Cramer, S. C., Sur, M., Dobkin, B. H., O’Brien, C., Sanger, T. D., Trojanowski, J. Q., … & Chen, W. G. (2011). Harnessing neuroplasticity for clinical applications. Brain, 134(6), 1591-1609.

Dulcis, D., Jamshidi, P., Leutgeb, S., & Spitzer, N. C. (2013). Neurotransmitter switching in the adult brain regulates behavior. Science,340(6131), 449-453.

Nusbaum, M. P., Blitz, D. M., Swensen, A. M., Wood, D., & Marder, E. (2001). The roles of co-transmission in neural network modulation. Trends in neurosciences, 24(3), 146-154.

Bender, K. J., Ford, C. P., & Trussell, L. O. (2010). Dopaminergic modulation of axon initial segment calcium channels regulates action potential initiation. Neuron, 68(3), 500-511.

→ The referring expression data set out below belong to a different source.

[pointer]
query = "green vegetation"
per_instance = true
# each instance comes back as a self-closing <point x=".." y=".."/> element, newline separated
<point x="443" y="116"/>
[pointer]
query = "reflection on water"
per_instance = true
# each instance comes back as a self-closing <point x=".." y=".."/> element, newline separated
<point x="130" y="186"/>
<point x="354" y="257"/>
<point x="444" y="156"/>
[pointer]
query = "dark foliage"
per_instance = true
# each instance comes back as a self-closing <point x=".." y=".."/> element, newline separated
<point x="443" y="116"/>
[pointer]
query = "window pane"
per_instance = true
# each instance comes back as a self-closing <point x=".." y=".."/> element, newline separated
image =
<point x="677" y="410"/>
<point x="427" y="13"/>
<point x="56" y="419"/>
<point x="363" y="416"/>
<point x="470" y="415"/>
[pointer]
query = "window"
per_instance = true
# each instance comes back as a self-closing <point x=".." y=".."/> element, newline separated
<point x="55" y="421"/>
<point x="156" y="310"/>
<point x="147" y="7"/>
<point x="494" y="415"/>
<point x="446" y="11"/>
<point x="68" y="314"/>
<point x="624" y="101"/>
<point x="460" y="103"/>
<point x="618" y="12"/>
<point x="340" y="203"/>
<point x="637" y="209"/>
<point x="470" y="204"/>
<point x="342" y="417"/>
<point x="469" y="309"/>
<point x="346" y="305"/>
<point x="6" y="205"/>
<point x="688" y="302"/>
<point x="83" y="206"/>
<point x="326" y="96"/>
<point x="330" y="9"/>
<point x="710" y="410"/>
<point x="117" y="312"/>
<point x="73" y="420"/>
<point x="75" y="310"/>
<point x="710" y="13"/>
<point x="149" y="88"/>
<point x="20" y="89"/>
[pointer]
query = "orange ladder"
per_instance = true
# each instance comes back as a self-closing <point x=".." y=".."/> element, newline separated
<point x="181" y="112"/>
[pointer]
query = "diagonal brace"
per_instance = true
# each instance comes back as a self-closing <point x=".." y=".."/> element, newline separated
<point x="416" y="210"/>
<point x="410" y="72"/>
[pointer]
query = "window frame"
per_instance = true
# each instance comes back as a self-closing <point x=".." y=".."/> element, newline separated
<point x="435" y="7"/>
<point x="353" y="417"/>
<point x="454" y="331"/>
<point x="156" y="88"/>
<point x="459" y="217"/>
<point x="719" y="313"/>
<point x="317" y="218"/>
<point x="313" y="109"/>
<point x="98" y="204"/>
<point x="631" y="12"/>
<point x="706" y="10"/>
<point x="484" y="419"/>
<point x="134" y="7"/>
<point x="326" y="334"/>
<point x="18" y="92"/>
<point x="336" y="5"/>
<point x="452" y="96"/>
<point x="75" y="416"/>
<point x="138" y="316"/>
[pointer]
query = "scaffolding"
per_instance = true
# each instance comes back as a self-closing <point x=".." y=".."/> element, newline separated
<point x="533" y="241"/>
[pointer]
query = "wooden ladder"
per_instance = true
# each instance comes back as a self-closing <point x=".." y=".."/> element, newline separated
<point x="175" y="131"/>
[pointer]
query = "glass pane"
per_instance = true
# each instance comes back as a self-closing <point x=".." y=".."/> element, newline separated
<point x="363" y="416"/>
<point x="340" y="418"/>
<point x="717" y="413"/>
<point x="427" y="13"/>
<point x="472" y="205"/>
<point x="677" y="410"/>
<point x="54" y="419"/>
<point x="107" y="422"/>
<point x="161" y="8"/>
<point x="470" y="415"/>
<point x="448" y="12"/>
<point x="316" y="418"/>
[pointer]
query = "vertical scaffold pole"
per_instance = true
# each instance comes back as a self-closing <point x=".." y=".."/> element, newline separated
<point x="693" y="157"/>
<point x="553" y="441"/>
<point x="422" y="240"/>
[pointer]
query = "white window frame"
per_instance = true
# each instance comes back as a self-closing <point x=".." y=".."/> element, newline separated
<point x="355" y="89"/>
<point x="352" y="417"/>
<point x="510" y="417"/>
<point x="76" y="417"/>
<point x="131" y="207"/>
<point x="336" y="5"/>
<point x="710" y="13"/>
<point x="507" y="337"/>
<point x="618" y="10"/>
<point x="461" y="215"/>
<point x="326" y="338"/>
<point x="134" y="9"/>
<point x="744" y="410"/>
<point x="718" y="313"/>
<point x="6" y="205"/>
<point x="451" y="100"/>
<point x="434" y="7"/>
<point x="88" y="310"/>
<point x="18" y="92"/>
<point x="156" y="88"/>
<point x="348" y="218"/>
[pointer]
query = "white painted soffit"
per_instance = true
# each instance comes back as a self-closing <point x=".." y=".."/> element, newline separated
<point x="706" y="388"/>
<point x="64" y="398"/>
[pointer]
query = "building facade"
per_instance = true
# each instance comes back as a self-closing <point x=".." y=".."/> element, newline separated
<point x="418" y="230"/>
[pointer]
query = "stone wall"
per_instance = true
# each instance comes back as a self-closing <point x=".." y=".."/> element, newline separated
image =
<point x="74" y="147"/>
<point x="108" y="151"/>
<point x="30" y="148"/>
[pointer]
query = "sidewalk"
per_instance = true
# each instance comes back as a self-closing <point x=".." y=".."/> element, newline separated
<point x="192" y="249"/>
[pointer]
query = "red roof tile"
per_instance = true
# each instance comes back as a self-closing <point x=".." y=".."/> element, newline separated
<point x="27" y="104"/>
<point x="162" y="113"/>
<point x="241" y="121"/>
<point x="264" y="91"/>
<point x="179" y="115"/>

Groussard, M., Viader, F., Landeau, B., Desgranges, B., Eustache, F., & Platel, H. (2014). The effects of musical practice on structural plasticity: the dynamics of grey matter changes. Brain and cognition, 90, 174-180.

Sampaio-Baptista, C., Khrapitchev, A. A., Foxley, S., Schlagheck, T., Scholz, J., Jbabdi, S., … & Kleim, J. (2013). Motor skill learning induces changes in white matter microstructure and myelination. The Journal of Neuroscience, 33(50), 19499-19503.